Here's the big step: try telling those stories in a conversation. Or even better: on a blog. You don't have to tell everyone about your new blog, if you don't want to. You can just write. Share your notes. Share how you've solved problems, share what you've learned. Share a couple of stories from your day.
Because you'll learn a lot more along the way. You'll learn in the process of figuring out how to explain things to someone else. You'll learn from your own notes. And you might just learn something from the questions and experiences of other people.
You'll learn a lot from helping other people by sharing your experiences. And people will learn more about you and the value you create.

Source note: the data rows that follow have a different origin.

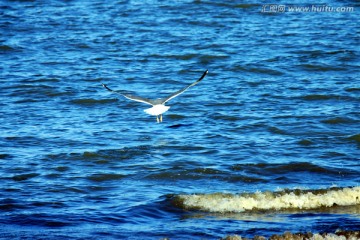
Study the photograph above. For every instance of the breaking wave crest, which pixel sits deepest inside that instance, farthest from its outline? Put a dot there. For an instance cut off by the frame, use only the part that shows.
(281, 200)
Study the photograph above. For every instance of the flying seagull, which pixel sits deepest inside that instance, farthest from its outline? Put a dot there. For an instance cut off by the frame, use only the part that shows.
(158, 105)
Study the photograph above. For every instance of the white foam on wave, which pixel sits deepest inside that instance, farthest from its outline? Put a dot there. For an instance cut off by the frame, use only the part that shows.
(286, 199)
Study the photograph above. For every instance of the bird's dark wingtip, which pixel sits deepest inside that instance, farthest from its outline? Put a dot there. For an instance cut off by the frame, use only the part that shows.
(204, 74)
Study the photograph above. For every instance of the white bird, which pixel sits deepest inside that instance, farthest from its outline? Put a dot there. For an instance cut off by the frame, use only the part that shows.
(158, 105)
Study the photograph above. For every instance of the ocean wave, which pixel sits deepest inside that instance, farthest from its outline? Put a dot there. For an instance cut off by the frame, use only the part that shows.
(281, 200)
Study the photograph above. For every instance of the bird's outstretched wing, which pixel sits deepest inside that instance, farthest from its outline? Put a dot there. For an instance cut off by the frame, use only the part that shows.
(164, 100)
(131, 97)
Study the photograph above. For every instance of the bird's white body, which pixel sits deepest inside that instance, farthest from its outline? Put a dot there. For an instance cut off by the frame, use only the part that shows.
(157, 110)
(158, 105)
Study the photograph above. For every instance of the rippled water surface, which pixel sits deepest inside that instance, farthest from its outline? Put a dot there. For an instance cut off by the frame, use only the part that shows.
(277, 114)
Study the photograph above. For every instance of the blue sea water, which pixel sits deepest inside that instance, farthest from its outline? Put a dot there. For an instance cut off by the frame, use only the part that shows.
(278, 111)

It's a great habit, and not hard to start. After all, life already happens. The problem you'll find yourself encountering, actually, is that there will be too many great stories to tell.
W- turned to J- and asked, "So, why don't you want to go to summer camp?"
"The first reason is that I want to spend my time more wisely," said the 11-year-old. I cheered.
"The second reason is that it's just like daycare. If I go to daycare during school and camp during summer, then it's the same all year round."
"Variety!" I said, nodding.
"The third reason is that there are all these young kids running around," she continued.
"So you've outgrown camp," said W-.
"Well, if you can take the responsibility for spending that time wisely, sure!" I said.
Kudos to her for knowing what she wants and going for it.
So we're going to build photography experiments into our summer schedule.
We played lacrosse catch in a nearby park, and then we took pictures. J- was delighted with her silhouette experiments and her flower photography. She likes taking macro shots.
As the light faded, we switched to panning shots, catching cyclists and cars. Even when we were walking back home, she'd sometimes run ahead to take a picture of a passing car.
When we got home, she skipped ice cream time to play on the piano instead. She has figured out how to play both hands for "A Whole New World", and she's been learning "Part of Your World" and the introduction of "Fur Elise" almost entirely on her own. She asked me how to play parts of Fur Elise, so I showed her that the notes she wrote down were correct.
"This isn't the real song, is it?" She asked.
I laughed. "Play the demo again, and look at the notes." I traced them with my finger, like the bouncing ball of karaoke lyrics. "See, you haven't been playing with training wheels. You've been learning the real thing."
"Terrific! And what would let you enjoy piano even more?"
"Well... What about the Star Wars music?"
"No, the one at the beginning."
"Oh! Okay, let's go look for that..."
And now she's off teaching herself the Star Wars Theme. =)
I tell this story because it's a wonderful thing to help cultivate enthusiasm. We were watching J- chase cars with her camera, and W- said, "That's the kind of enthusiasm I was thinking about." I smiled and said that it takes only one interest. Once she knows what it's like to be passionate about something, she'll discover other things as well.